The embodiments shown and described above are only examples. Many details are often found in the art such as the other features of a borderless display device. Therefore, many such details are neither shown nor described. Even though numerous characteristics and advantages of the present technology have been set forth in the foregoing description, together with details of the structure and function of the present disclosure, the disclosure is illustrative only, and changes may be made in the detail, especially in matters of shape, size, and arrangement of the parts within the principles of the present disclosure, up to and including the full extent established by the broad general meaning of the terms used in the claims. It will therefore be appreciated that the embodiments described above may be modified within the scope of the claims.

Claims

1. A borderless display device comprising:

at least two adjacent mosaic display screens with a mosaic boarder, the mosaic boarder is formed by the adjacent mosaic display screens at a mosaic zone; and

a border display bar covering the mosaic border, the border display bar comprising: a power circuit board; a substrate layer disposed on the power circuit board, the substrate layer having a plurality of conductive vias; and a light emitting element pixel array disposed on the substrate layer, the light emitting element pixel array comprising a plurality of light emitting element pixels, each of the light emitting element pixels has a light emitting surface and a plurality of signal lines, all of the light emitting surfaces are composed as a light exit surface; wherein the signal lines of the light emitting element pixel is electrically connected to the power circuit board through the conductive vias, and the signal lines of the light emitting element pixel are guided to a surface of the power circuit board away from the light exit surface.

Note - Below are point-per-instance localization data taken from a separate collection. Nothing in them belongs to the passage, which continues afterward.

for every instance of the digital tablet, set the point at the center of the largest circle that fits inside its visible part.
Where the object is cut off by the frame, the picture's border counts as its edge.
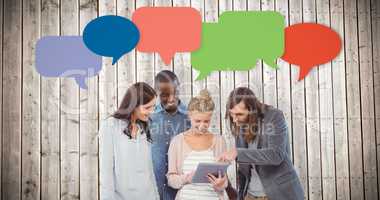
(200, 175)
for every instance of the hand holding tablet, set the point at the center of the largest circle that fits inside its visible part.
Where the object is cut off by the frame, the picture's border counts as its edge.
(203, 169)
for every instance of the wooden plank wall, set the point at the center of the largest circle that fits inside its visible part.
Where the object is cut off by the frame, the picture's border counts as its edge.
(49, 145)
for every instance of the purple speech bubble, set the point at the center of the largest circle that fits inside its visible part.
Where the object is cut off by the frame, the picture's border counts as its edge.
(66, 56)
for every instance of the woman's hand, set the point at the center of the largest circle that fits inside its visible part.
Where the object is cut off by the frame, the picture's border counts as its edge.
(228, 156)
(189, 177)
(218, 183)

2. The borderless display device of claim 1, wherein the borderless display device further comprises an image processor, the image processor is electrically connected to the border display bar and each of the display screens, the image processor divides image signals into multiple sections and separately transfers the corresponding sections to the display screens and the border display bar to display the image.

3. The borderless display device of claim 1, wherein the borderless display device further comprises a driving circuit, the driving circuit is disposed on a surface of the circuit board away from the substrate layer.

4. The borderless display device of claim 1, wherein the light emitting element pixel is an organic light emitting diode (OLED), the OLED is selected from an active matrix organic light emitting diode (AMOLED) or passive matrix organic light emitting diode (PMOLED).

5. The borderless display device of claim 1, wherein the border display bar further comprises a microlens array disposed on the light emitting element pixel array.

6. The borderless display device of claim 5, wherein the microlens array comprises an array of lenses formed on the surface of the microlens array away from the light emitting element pixel array, the numbers of the lenses and the light emitting element pixels are the same, and the positions for each lens is corresponding to the positions for each of the light emitting element pixels.

7. The borderless display device of claim 6, wherein the lens sizes for each lens are substantially same as the pixel sizes of the display screens.

8. The borderless display device of claim 5, wherein the borderless display device further comprises a diffuser sheet disposed between the light emitting element pixel array and the microlens array.

9. The borderless display device of claim 8, wherein the borderless display device further comprises an optical filter disposed between the light emitting element pixel array and the diffusion sheet.